«Что же будет, когда я умру? – подумал Николай Павлович. – Что задумали те, кто останутся? Неужели успехи государства не доказывают моей правоты?… Чего они хотят, кивая мне и одобряя меня?…»
Раздражение усиливалось, всплывая со дна души. Еще минута – и оно начнет выплескиваться, и тогда случится самое неприятное: ему предстанут сострадающие лица сыновей, и Шумский косолапо пустится в ленивое бегство, и намеченный праздник будет отменен с удобным разъяснением, и все переменится, лишь та самоуверенная незнакомка с желтым бесполезным зонтом в руке будет неподвижно и упрямо рассчитывать на какие–то свои выгоды… Пришлось напрячься, собрать всю волю и укротить недоброе клокотание гнева. Впервые ли?…
Кстати, та незнакомка в наряде небесного цвета исчезла. Александр слушал брата с игривой улыбкой. Этот высокий красивый рыцарь был отменно вылеплен и смягчен Василием Жуковским не без императорского благословения. Да разве кто вспомнит об этом? И кто сможет впоследствии объяснить сие, а кроме того, горькие рыдания семилетнего Александра, узнавшего, что он – наследник? Он плакал не по–детски, строго, и тихо, и бессильно, сидя в углу на корточках и положив маленькие кулаки на колени, и отец, не понимая причины этих слез, все–таки не посмел пожелать ему в наставники какого–нибудь нового Ламсдорфа. Злые языки нашептывали тогда, что наследник не жилец, а он выжил. Вот он стоит сейчас под окном, улыбается брату, правда не такой твердый и властный, как хотелось бы, но достаточно зрелый, рассудительный и уже позабывший о своей детской печали.

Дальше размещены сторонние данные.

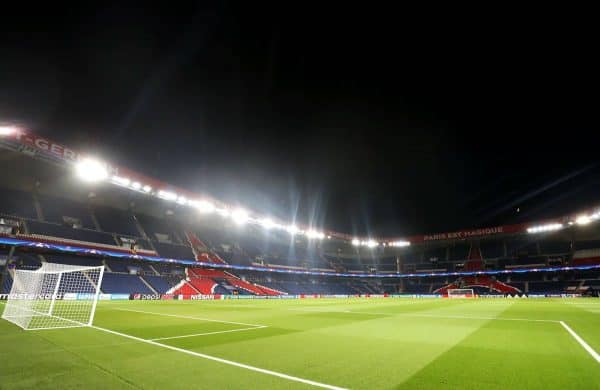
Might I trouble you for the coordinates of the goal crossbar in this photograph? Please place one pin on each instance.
(54, 296)
(461, 293)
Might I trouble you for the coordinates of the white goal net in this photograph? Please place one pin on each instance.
(461, 293)
(54, 296)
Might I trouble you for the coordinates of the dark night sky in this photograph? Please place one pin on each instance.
(382, 121)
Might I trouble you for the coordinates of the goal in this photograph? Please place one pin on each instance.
(461, 293)
(54, 296)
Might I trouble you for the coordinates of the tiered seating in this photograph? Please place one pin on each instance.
(203, 285)
(459, 251)
(123, 284)
(117, 221)
(491, 249)
(117, 265)
(73, 260)
(153, 226)
(55, 230)
(548, 247)
(183, 288)
(174, 251)
(159, 283)
(55, 209)
(17, 203)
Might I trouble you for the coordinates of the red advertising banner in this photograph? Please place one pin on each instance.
(464, 234)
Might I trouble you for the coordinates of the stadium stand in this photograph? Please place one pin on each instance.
(56, 230)
(17, 203)
(117, 221)
(60, 211)
(113, 283)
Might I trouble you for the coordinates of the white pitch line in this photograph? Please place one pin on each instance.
(209, 333)
(585, 345)
(427, 315)
(190, 318)
(224, 361)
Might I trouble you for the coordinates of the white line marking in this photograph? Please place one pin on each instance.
(224, 361)
(585, 345)
(426, 315)
(189, 317)
(208, 333)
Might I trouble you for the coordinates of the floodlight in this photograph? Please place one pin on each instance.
(293, 229)
(7, 130)
(223, 212)
(267, 223)
(91, 170)
(545, 228)
(121, 181)
(583, 220)
(371, 244)
(240, 216)
(205, 207)
(166, 195)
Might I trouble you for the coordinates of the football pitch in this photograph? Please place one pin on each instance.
(351, 343)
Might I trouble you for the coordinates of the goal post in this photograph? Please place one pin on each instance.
(54, 296)
(461, 293)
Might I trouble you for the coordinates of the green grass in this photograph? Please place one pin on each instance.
(350, 343)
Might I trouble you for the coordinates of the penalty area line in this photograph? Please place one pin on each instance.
(189, 317)
(223, 361)
(581, 342)
(209, 333)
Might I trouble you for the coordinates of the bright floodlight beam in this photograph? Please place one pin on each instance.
(267, 223)
(240, 216)
(7, 130)
(91, 170)
(293, 229)
(205, 207)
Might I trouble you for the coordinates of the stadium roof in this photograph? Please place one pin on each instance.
(89, 168)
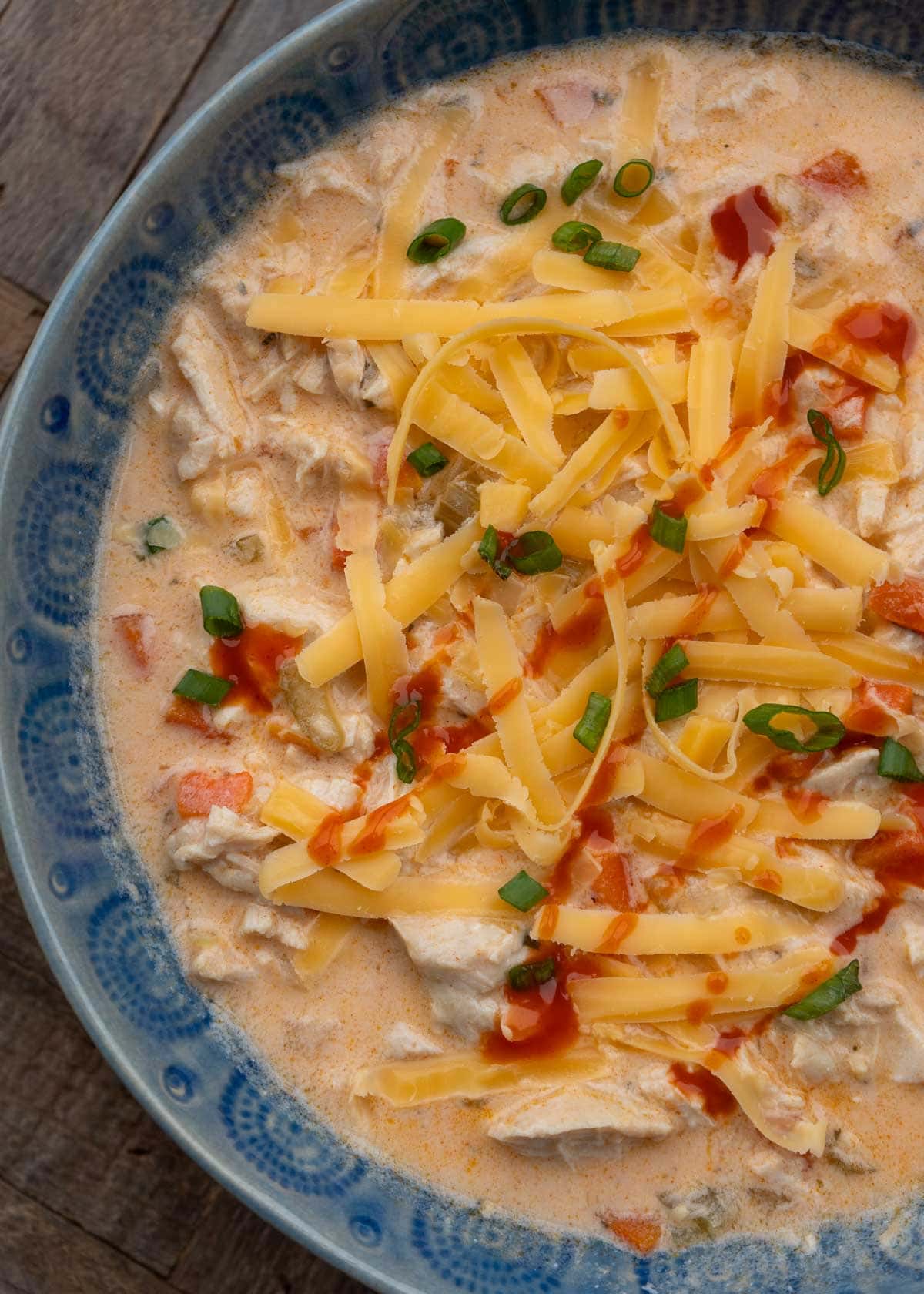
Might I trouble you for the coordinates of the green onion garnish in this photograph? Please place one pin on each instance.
(404, 719)
(611, 255)
(897, 763)
(528, 974)
(671, 532)
(437, 241)
(673, 703)
(220, 612)
(426, 460)
(835, 460)
(628, 188)
(528, 199)
(580, 179)
(575, 236)
(490, 551)
(593, 722)
(522, 892)
(827, 995)
(161, 535)
(830, 730)
(667, 671)
(534, 553)
(198, 686)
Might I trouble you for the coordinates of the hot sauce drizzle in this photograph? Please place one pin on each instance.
(253, 664)
(879, 327)
(694, 1079)
(745, 224)
(579, 631)
(543, 1020)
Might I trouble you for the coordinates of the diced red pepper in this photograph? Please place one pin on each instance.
(198, 793)
(901, 603)
(136, 631)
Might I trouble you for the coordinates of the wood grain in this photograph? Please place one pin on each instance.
(93, 1196)
(43, 1254)
(250, 30)
(20, 316)
(83, 89)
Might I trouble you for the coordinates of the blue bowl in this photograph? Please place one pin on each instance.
(85, 887)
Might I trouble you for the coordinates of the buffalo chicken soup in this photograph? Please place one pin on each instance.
(511, 635)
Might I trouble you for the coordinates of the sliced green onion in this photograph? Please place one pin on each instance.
(528, 974)
(198, 686)
(623, 184)
(404, 719)
(830, 730)
(405, 761)
(827, 995)
(161, 535)
(673, 703)
(667, 671)
(426, 460)
(490, 551)
(534, 553)
(835, 460)
(528, 198)
(897, 763)
(575, 236)
(580, 179)
(437, 241)
(671, 532)
(608, 255)
(220, 612)
(593, 722)
(522, 892)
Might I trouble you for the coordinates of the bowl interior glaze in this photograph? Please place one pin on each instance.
(85, 887)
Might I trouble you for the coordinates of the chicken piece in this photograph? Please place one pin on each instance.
(404, 1042)
(214, 422)
(844, 1148)
(294, 932)
(568, 104)
(912, 934)
(207, 954)
(357, 377)
(781, 1176)
(464, 963)
(581, 1121)
(701, 1213)
(267, 605)
(226, 845)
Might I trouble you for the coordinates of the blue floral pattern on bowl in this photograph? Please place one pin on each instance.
(85, 888)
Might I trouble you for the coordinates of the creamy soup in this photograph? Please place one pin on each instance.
(511, 635)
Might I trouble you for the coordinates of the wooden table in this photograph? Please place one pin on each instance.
(93, 1197)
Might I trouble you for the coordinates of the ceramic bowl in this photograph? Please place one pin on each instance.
(85, 887)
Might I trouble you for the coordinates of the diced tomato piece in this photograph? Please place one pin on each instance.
(838, 169)
(638, 1232)
(136, 631)
(189, 715)
(901, 603)
(198, 793)
(875, 706)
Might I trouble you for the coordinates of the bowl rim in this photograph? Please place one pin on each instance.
(296, 1225)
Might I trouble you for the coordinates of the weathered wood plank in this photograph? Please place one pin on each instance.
(236, 1253)
(253, 28)
(72, 1138)
(20, 316)
(43, 1254)
(83, 89)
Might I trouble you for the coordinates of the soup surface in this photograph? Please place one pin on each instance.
(511, 637)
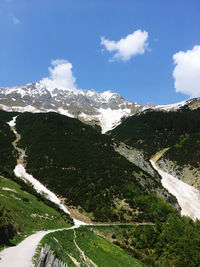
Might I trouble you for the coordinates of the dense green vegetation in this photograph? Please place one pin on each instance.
(22, 213)
(152, 131)
(175, 243)
(80, 164)
(99, 250)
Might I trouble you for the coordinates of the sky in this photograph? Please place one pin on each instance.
(147, 51)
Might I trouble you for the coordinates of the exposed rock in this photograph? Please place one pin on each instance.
(137, 157)
(48, 259)
(185, 173)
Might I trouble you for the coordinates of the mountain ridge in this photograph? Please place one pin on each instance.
(105, 109)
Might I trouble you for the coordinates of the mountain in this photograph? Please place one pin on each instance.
(173, 131)
(106, 177)
(105, 109)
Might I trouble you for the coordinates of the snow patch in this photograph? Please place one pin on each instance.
(20, 171)
(110, 118)
(12, 123)
(187, 196)
(65, 112)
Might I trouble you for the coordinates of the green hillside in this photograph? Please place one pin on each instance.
(80, 164)
(95, 248)
(23, 210)
(175, 243)
(152, 131)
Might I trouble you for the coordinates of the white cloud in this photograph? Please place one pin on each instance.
(187, 72)
(15, 20)
(132, 45)
(61, 76)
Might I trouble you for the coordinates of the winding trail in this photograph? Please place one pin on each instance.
(22, 254)
(86, 260)
(187, 196)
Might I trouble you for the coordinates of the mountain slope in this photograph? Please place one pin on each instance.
(179, 131)
(81, 165)
(105, 109)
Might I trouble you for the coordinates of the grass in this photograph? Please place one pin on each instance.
(98, 249)
(27, 211)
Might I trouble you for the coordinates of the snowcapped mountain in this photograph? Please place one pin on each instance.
(106, 109)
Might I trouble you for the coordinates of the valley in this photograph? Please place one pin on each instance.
(111, 188)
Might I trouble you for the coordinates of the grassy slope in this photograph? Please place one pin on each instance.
(175, 243)
(99, 250)
(27, 211)
(79, 163)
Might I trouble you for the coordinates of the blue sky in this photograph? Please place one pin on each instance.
(35, 32)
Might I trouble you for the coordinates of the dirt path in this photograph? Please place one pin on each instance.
(86, 260)
(22, 254)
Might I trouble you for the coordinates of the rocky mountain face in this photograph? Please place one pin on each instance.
(105, 109)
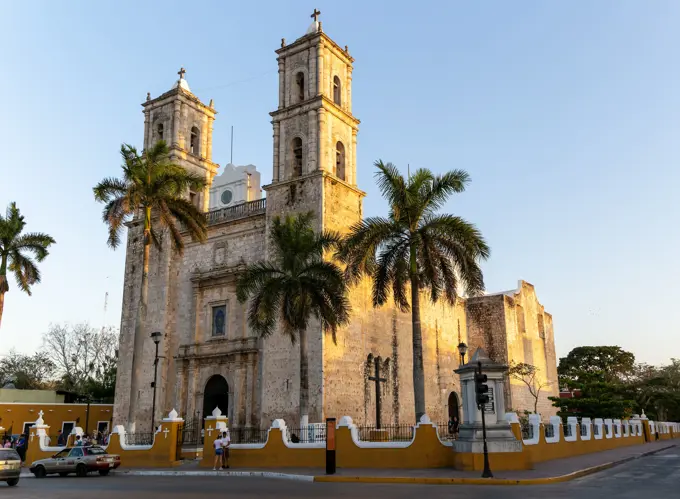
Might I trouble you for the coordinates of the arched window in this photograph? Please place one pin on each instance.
(337, 88)
(300, 86)
(297, 157)
(340, 160)
(193, 143)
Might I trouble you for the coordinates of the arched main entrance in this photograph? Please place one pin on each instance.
(454, 407)
(216, 394)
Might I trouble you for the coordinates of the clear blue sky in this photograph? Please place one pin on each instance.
(565, 113)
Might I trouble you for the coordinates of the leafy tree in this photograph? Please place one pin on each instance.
(153, 191)
(293, 287)
(610, 364)
(600, 375)
(417, 248)
(528, 374)
(14, 249)
(84, 357)
(27, 372)
(656, 391)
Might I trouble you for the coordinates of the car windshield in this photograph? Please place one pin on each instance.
(9, 455)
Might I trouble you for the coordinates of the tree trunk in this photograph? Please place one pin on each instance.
(418, 371)
(138, 348)
(3, 284)
(2, 302)
(304, 380)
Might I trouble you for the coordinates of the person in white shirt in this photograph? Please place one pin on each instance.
(226, 442)
(218, 452)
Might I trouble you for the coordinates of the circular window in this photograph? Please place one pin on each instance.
(226, 197)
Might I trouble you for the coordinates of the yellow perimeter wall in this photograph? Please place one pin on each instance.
(426, 451)
(14, 415)
(162, 454)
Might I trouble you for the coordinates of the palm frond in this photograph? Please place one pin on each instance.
(36, 242)
(109, 188)
(391, 183)
(442, 187)
(25, 271)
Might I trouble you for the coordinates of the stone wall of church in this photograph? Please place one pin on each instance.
(229, 245)
(280, 373)
(513, 327)
(387, 332)
(180, 312)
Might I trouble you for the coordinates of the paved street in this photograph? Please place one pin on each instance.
(654, 477)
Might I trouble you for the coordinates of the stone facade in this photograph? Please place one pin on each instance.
(314, 169)
(514, 327)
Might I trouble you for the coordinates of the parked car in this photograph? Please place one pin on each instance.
(78, 460)
(10, 466)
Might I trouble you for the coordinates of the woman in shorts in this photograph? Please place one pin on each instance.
(218, 451)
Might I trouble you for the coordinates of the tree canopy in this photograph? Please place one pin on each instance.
(607, 383)
(19, 253)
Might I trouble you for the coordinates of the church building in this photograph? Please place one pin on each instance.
(208, 356)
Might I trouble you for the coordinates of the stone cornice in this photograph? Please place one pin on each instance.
(206, 278)
(184, 95)
(311, 40)
(313, 104)
(218, 347)
(314, 174)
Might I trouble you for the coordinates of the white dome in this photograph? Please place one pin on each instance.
(183, 84)
(314, 27)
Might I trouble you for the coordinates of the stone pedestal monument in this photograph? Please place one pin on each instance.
(499, 436)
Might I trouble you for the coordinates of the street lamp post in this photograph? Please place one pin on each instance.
(156, 337)
(462, 349)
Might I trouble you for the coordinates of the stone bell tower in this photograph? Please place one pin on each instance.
(186, 125)
(315, 132)
(314, 169)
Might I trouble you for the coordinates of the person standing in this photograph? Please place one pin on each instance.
(226, 443)
(455, 427)
(218, 452)
(21, 447)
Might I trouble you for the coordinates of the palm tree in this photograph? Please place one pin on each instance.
(294, 286)
(415, 245)
(152, 190)
(13, 248)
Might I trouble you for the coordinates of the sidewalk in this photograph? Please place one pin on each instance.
(558, 470)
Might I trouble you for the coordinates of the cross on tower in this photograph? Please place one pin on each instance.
(377, 380)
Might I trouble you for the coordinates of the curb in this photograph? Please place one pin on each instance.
(392, 480)
(486, 481)
(252, 474)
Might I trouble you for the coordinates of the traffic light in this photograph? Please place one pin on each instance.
(481, 389)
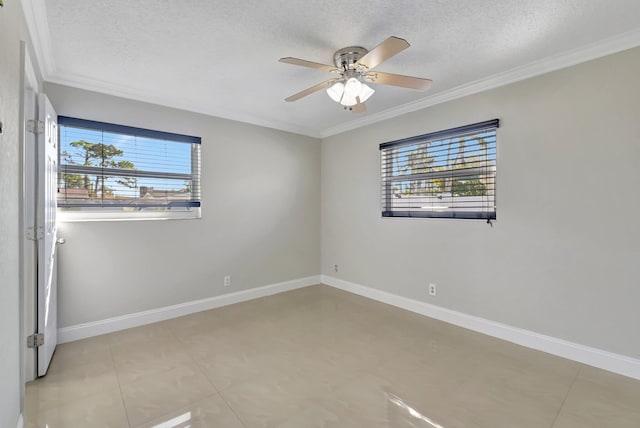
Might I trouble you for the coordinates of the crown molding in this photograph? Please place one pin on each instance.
(599, 49)
(35, 14)
(36, 17)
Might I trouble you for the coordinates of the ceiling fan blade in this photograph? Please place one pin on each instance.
(384, 51)
(359, 108)
(310, 64)
(398, 80)
(311, 90)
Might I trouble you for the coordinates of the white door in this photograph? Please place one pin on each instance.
(46, 193)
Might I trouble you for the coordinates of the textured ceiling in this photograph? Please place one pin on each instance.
(221, 57)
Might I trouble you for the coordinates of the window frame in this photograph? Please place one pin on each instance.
(387, 210)
(74, 212)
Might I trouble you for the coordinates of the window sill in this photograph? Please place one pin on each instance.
(79, 216)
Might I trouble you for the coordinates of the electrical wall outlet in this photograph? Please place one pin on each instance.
(432, 289)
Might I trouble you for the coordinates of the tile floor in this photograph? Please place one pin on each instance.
(319, 357)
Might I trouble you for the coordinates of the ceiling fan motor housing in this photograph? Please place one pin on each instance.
(346, 58)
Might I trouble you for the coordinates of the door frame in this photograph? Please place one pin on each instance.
(27, 210)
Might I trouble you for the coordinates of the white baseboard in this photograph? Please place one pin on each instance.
(605, 360)
(96, 328)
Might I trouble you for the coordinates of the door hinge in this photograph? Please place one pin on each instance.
(35, 126)
(35, 340)
(35, 233)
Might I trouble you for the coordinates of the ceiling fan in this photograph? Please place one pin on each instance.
(353, 69)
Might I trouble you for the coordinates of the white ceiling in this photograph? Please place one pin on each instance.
(221, 57)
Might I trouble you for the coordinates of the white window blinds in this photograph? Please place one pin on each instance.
(105, 166)
(444, 174)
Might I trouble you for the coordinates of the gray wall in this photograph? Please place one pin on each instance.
(260, 221)
(562, 258)
(12, 30)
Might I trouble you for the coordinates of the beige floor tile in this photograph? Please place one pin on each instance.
(133, 360)
(211, 412)
(98, 410)
(320, 357)
(86, 351)
(272, 400)
(601, 399)
(154, 395)
(143, 334)
(66, 386)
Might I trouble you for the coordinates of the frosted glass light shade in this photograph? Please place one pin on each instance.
(353, 87)
(365, 92)
(336, 91)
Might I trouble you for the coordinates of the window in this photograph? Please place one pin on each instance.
(444, 174)
(114, 171)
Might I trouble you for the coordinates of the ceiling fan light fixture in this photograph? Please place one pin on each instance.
(336, 91)
(352, 87)
(348, 100)
(365, 92)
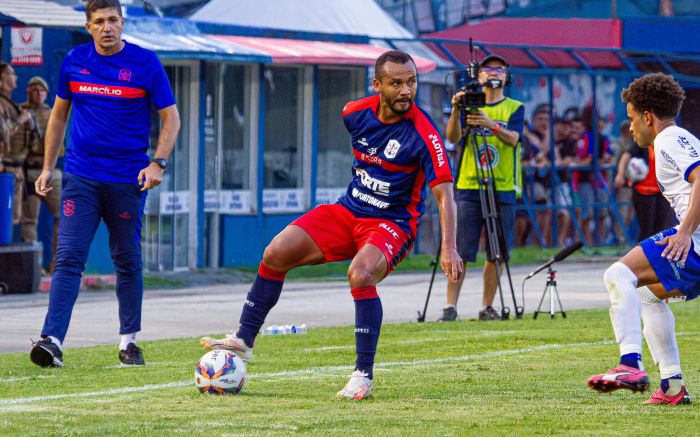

Николай Павлович успокоился и даже предположил на минуту, что беседа братьев касается женщины. Ему даже захотелось приблизиться к окну, чтобы сыновья заметили на его лице понимающую усмешку, но Шумский что–то все закреплял у него на спине, сопя по обыкновению, да и Николай Павлович вдруг вспомнил недоумение старшего сына по поводу приказа об аресте Мятлева. То есть самого князя Александр презирал, и заслуженно, но никак не мог понять суровости кары. И Николай Павлович в который уже раз произнес про себя речь, обращенную к старшему сыну, которую ни разу не решился произнести вслух: «Разве тебе неизвестно, что всякий человек, мужчина или женщина, бросивший вызов обществу, попытавшийся преступить нравственные границы, установленные природой этого общества, веками, богом, не может остаться безнаказанным, и мое распоряжение в данном случае – не каприз, а выражение этой высшей воли, и если ты когда–нибудь вознамеришься в подобном случае руководствоваться порывами своей души, ты тотчас уподобишься тому печальному властителю, который пытался запретить скоту пожирать цветы в поле, потому что они красивы…» Но он никогда не решался произнести эту речь вслух, ибо понимал, что это – оправдание, да и только, что эту речь можно произнести перед сенатом, наперед презирая его молчаливое согласие, а сын вежливо скажет: «Это истинная правда». И это будет ужасней, чем возражение.
– Долго ли ты будешь там сопеть? – спросил он недовольно.
– Как могу–с, – непочтительно ответствовал Шуйский. – Порядок требует. Что было возразить? Декоратор знал, как ответить.
Солнце уже скрывалось за деревьями. Проскрипела телега, полная бочек и ящиков, сопровождаемая сосредоточенными фейерверкерами.
– Готово–с, – сказал Шумский. Император сделал шаг и усмехнулся.
– А ежели я упаду, а, Шумский?
Декоратор отмолчался. Николай Павлович подошел к окну вплотную и представил, как он будет выглядеть из парка в обрамлении оконной рамы. Он подумал, что мог бы обратиться к сыновьям с какой–нибудь полушутливой фразой, сказать, например, что–нибудь вроде: «Близится час испытаний. Готовы ли вы, господа?» Или: «А где же наши дамы?», подразумевая Александру Федоровну и старших дочерей, спешно примеряющих маскарадные туалеты в другом конце дворца, или просто кашлянуть, чтобы сыновья обернулись, и помахать им тяжелой железной рукой, или погрозить пальцем, или поманить их и прошептать им что–нибудь смешное, по–мужски доверительно… Но доспехи обязывали к иному. И чем ближе подступала минута празднества, чем резче становились тени, тем многозначительнее выглядели тяжелые одеяния, и предстоящий выезд обретал уже государственный смысл, ибо праздничная толпа должна не только насладиться лицезрением своего властителя, но и впитать в себя источаемые им веру, нравственность, мужество и почитание долга.